La ley que Dios dio al hombre en el Sinaí es posible encarnarla en nuestra vida y Jesús lo confirma en este gran Sermón porque no es en el exterior del hombre donde debe habitar, sino en lo profundo de nuestro corazón. Esta palabra novedosa se ha cumplido en todos los santos de la Iglesia, en los conocidos y en los que no tienen puesto su nombre en los libros oficiales. Todos han vivido de la misma experiencia de aquel fariseo convertido, Pablo: “Todo lo puedo en aquel que me conforta”.

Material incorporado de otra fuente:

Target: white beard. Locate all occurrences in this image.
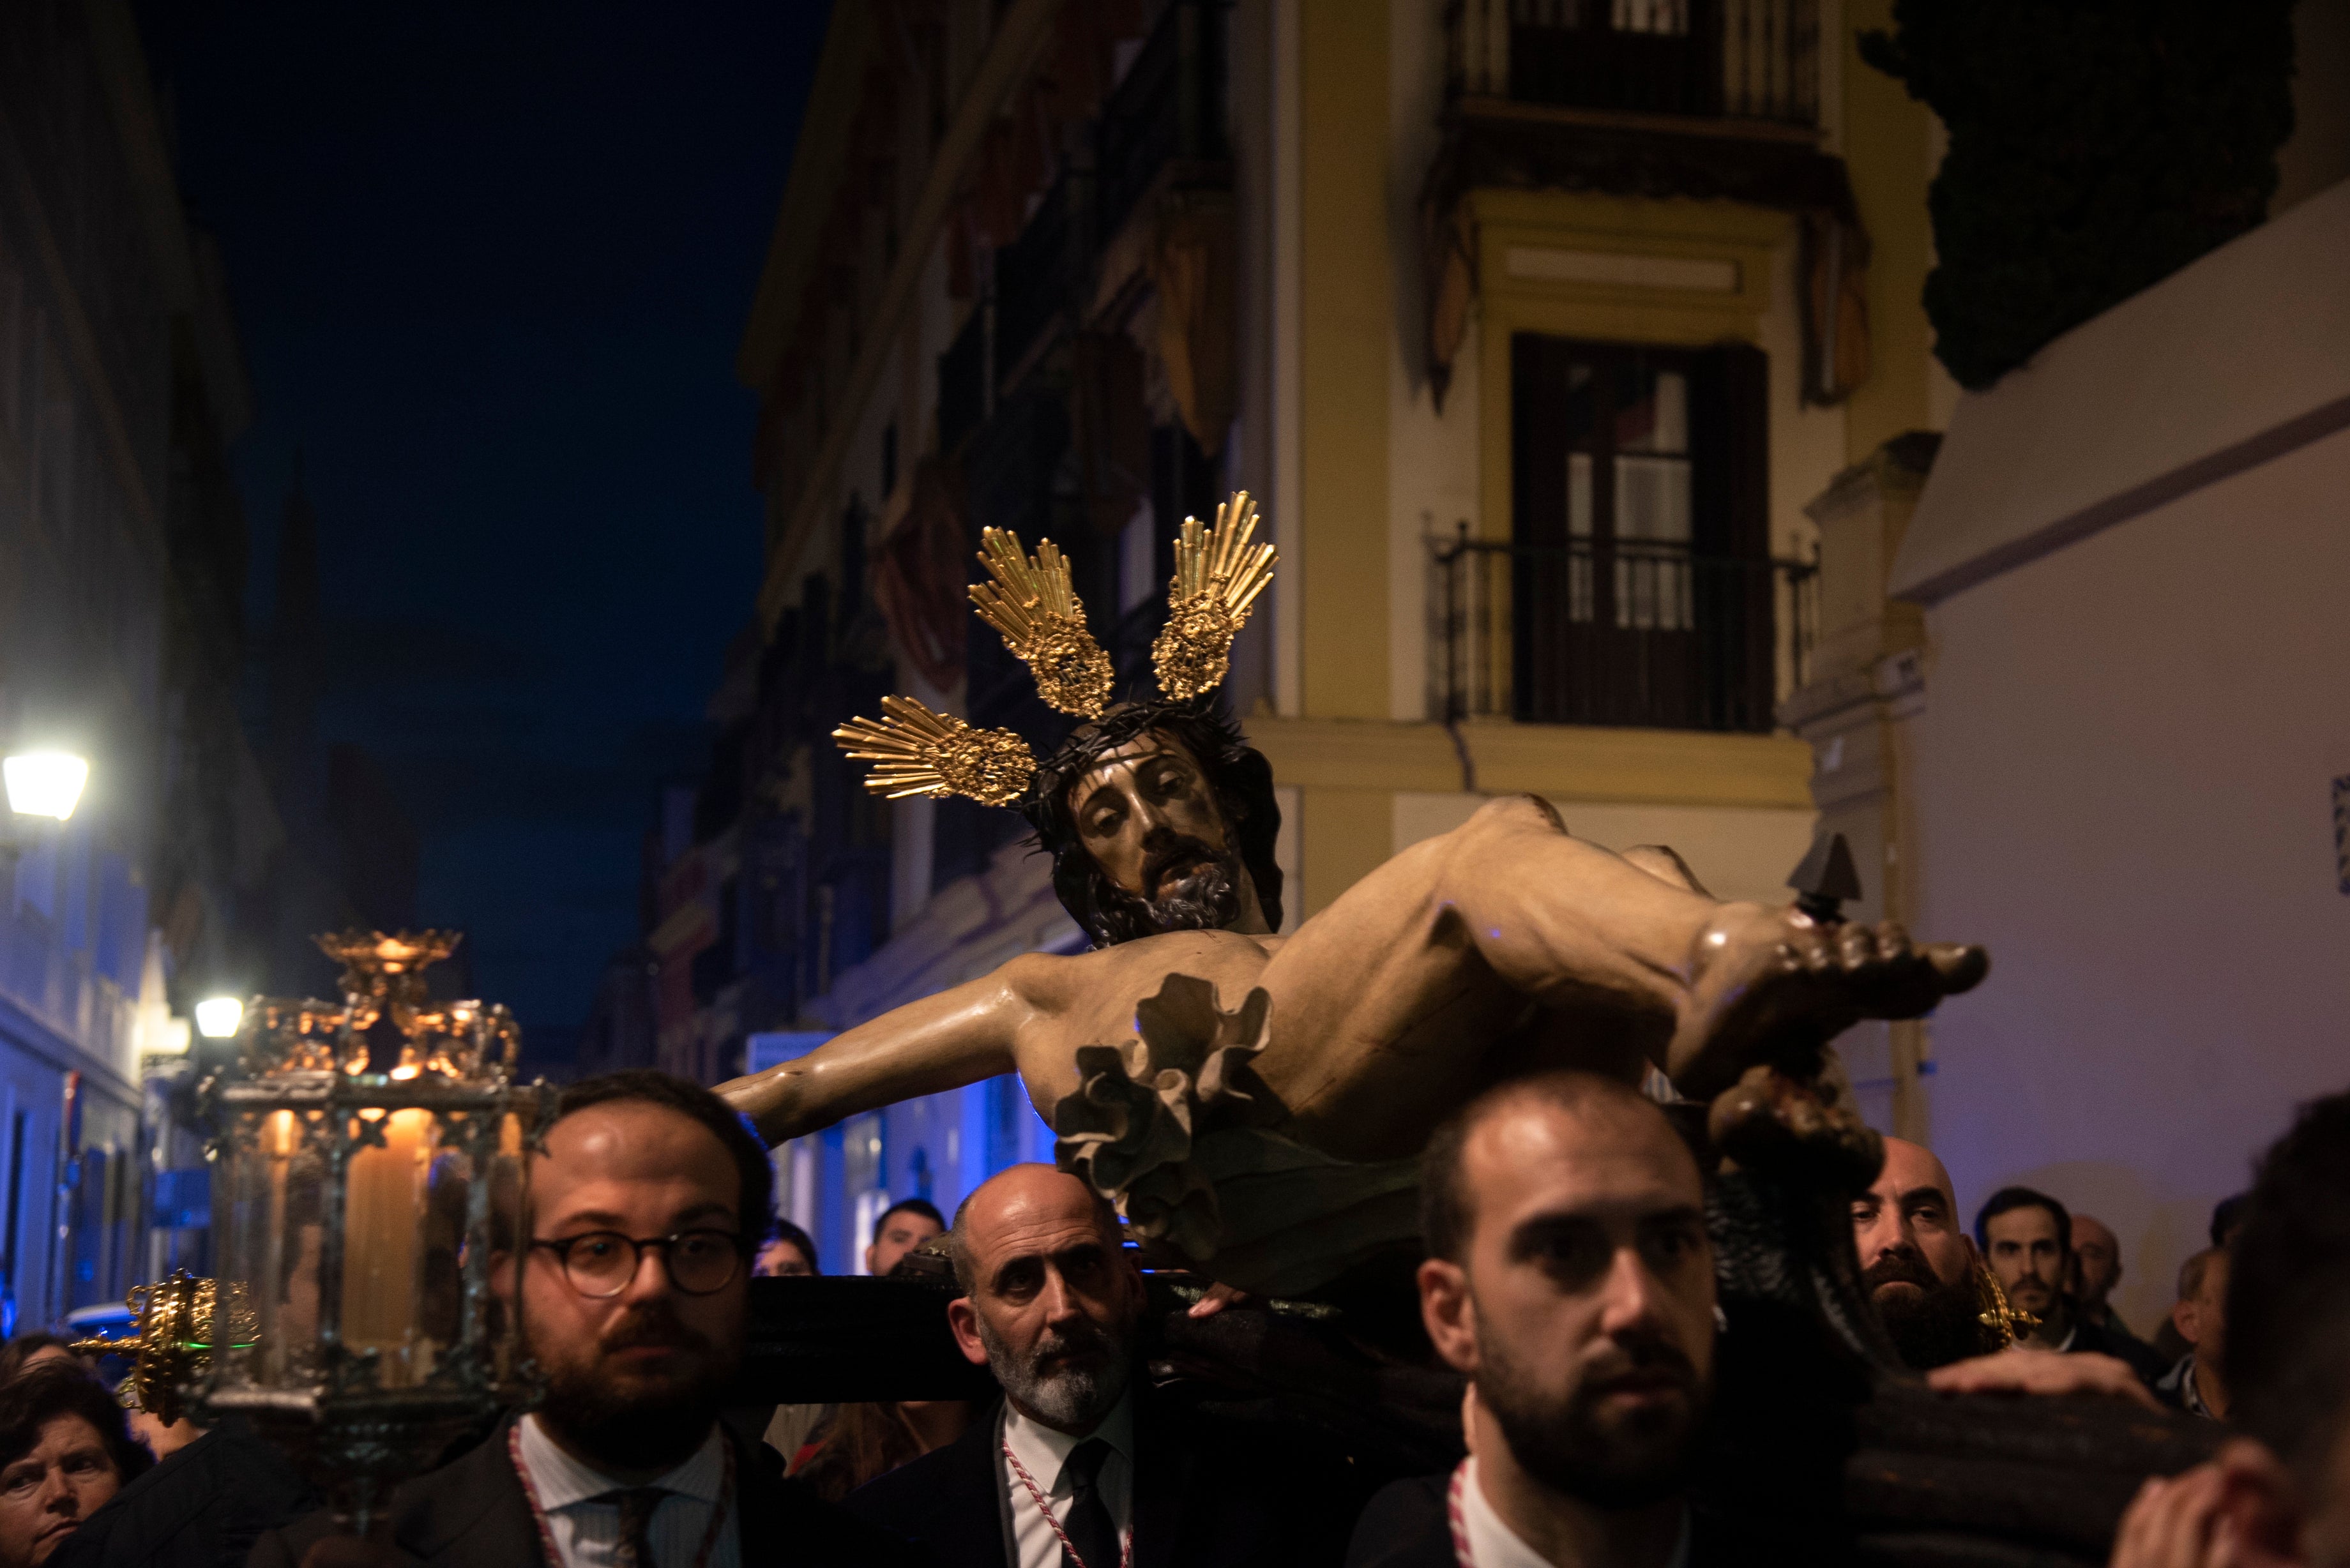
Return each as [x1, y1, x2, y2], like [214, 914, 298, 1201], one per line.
[976, 1310, 1132, 1431]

En este evangelio de hoy se concentra todo lo que he dicho hasta ahora. Del mandamiento “No tomarás el nombre de Dios en vano” el hombre, empujado por sus limitaciones, por su palabra débil, por su incapacidad de cumplir lo que dice, ha manoseado, utilizado fraudulentamente y llevado a la mínima expresión el nombre de Dios. En el antiguo pueblo de Israel “se aconsejaba” no jurar en el nombre de Dios, pero se obviaba este consejo. Jesucristo viene con una Palabra de verdad en su predicación. ¡Se acabó de poner como garantía el nombre de Dios o tu propia vida! porque tú no tienes ningún poder sobre ella. Porque si nuestra vida de cristiano tiene como fin —al menos yo así lo espero— el conseguir llegar al Reino de los cielos, una actuación similar a los escribas y fariseos no nos ayudará en nuestro objetivo.
Si en nuestro corazón vive el mismo Jesús —garantía de una vida iluminada por la Ley de Dios— se dará la suficiente humildad y sencillez para decir simplemente sí o no. María no juró que llevaría a cabo su compromiso; dijo sí, porque este sí no estaba apoyado en sus fuerzas, sino en la seguridad de que el mismo Dios daría cumplimiento a su Palabra.